La inteligencia artificial no fue el tema central del encuentro, pero se convirtió en uno de sus momentos más impactantes. «Resistan la tentación de preparar homilías con inteligencia artificial», instó el Papa. Enmarcó la advertencia no como tecnofobia, sino como antropología. Así como los músculos se atrofian por falta de uso, dijo, también lo hace el intelecto. La mente de un sacerdote debe ejercitarse, no externalizarse. Sin embargo, su argumento fue más allá. Una homilía no es un producto técnico, sino un acto de testimonio. «Dar una verdadera homilía es compartir la fe», dijo al clero romano. La inteligencia artificial, por sofisticada que sea, «nunca podrá compartir la fe». Puede procesar datos, sintetizar comentarios e imitar el estilo, pero no puede dar testimonio de un encuentro con Jesucristo.

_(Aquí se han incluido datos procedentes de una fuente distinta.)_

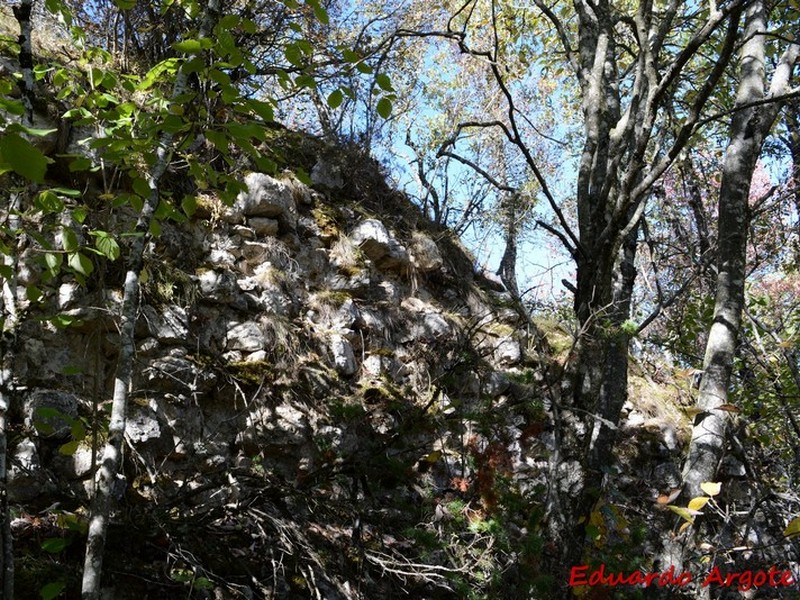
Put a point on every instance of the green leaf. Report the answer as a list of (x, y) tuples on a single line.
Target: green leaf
[(384, 107), (106, 244), (48, 202), (69, 448), (79, 214), (63, 321), (697, 504), (793, 528), (77, 430), (319, 12), (69, 240), (189, 205), (682, 512), (293, 54), (52, 590), (23, 157), (382, 79), (181, 575), (141, 187), (350, 56), (262, 109), (33, 293), (29, 130), (80, 263), (53, 262), (364, 68), (229, 22), (66, 192), (335, 99), (54, 545), (192, 46)]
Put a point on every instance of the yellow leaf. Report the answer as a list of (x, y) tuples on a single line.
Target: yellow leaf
[(698, 503), (693, 411), (682, 512), (668, 497), (793, 528), (433, 456)]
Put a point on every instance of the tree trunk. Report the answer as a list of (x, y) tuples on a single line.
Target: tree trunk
[(750, 125), (112, 453), (10, 309), (508, 263)]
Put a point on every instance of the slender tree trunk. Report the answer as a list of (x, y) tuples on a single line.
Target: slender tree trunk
[(10, 308), (112, 454), (508, 263), (750, 125)]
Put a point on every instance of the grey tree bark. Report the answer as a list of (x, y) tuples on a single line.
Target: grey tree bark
[(108, 470), (752, 121), (623, 156), (9, 308)]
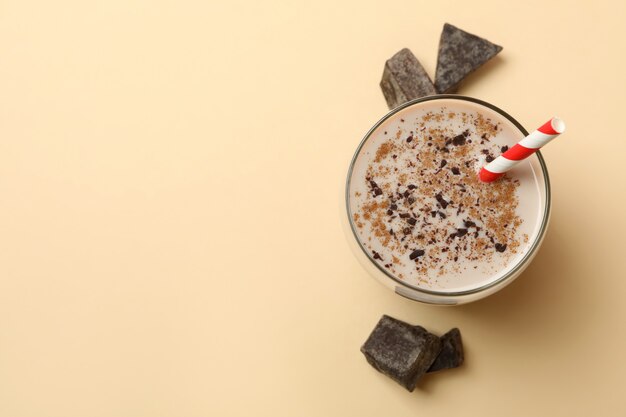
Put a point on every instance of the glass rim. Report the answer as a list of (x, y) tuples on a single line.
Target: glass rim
[(544, 219)]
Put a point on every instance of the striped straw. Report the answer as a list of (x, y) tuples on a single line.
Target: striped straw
[(522, 150)]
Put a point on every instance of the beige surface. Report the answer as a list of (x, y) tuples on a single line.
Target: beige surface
[(170, 242)]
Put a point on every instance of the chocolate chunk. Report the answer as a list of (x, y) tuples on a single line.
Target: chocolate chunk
[(441, 200), (451, 355), (458, 140), (404, 79), (401, 351), (416, 254), (460, 54)]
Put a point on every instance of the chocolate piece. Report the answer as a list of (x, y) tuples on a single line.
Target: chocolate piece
[(458, 140), (404, 79), (460, 54), (451, 355), (441, 201), (401, 351)]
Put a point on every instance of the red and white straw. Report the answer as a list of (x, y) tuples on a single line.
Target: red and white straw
[(522, 150)]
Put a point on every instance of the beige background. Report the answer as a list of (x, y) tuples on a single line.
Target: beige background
[(170, 240)]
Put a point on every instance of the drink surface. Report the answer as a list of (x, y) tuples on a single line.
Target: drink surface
[(419, 210)]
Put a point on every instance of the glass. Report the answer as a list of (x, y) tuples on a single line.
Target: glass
[(450, 297)]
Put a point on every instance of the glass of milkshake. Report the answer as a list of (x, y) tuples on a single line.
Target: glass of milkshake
[(421, 221)]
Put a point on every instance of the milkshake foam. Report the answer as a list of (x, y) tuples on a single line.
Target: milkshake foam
[(419, 210)]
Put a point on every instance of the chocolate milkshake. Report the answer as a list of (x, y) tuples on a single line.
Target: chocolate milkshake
[(419, 211)]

La sensibilidad de León XIV a la disrupción tecnológica no es nueva. A los pocos días de su elección en mayo, explicó al Colegio Cardenalicio que había elegido su nombre papal en consciente continuidad con el Papa León XIII, cuya encíclica social de 1891, Rerum Novarum, abordó los trastornos de la primera revolución industrial. Al invocar ese legado, el actual Papa manifestó su conciencia de que la revolución digital actual, en particular el auge de la inteligencia artificial, plantea cuestiones comparables sobre la dignidad humana, el trabajo y la integridad de la conciencia.
En su intercambio con los sacerdotes romanos, León XIV tradujo estas preocupaciones generales en consejos pastorales concretos. Una homilía debe ser «inculturada», arraigada en la realidad vivida de una parroquia específica. Los fieles, dijo, quieren ver la fe de su sacerdote: su experiencia de haber encontrado y amado a Cristo y el Evangelio. Eso no se puede descargar. El Papa también advirtió contra una distorsión más sutil de la identidad sacerdotal: la búsqueda de validación en plataformas de redes sociales como TikTok. La ilusión, sugirió, es creer que acumular seguidores o «me gusta» significa que uno está evangelizando eficazmente. Si un sacerdote se ofrece principalmente a sí mismo —su personalidad, sus opiniones— en lugar de transmitir el mensaje de Cristo, corre el riesgo de confundir visibilidad con fecundidad. «No es porque soy que ofrezco lo que soy», advirtió, llamando a la humildad y a la introspección constante. El fundamento más profundo, insistió León XIV, es la oración. No se trata de la recitación apresurada del breviario «lo más rápido posible», aunque esté guardado cómodamente en un teléfono inteligente, sino de tiempo genuinamente dedicado al Señor: escuchando la Palabra de Dios, rezando los Salmos, entablando un diálogo auténtico. La oración implica afrontar preguntas: «¿Por qué, Señor? ¿Qué quieres de mí? ¿Qué puedo hacer?», y permitir que esas preguntas transformen el ministerio. Solo desde una vida auténticamente arraigada en Dios puede un sacerdote ofrecer algo que no sea meramente suyo.
La conversación se amplió a los desafíos generacionales y culturales. Un joven sacerdote preguntó cómo el clero puede apoyar a sus compañeros y llegar a la juventud actual. León XIV pintó un panorama desolador: muchos jóvenes viven en un profundo aislamiento. El fenómeno se intensificó después de la pandemia, pero no comenzó allí. El omnipresente teléfono inteligente crea la ilusión de compañía —»mi amigo está aquí», podría decirse— mientras que el contacto humano se debilita. Lo que surge es distancia, indiferencia y una pérdida de aprecio por las relaciones genuinas.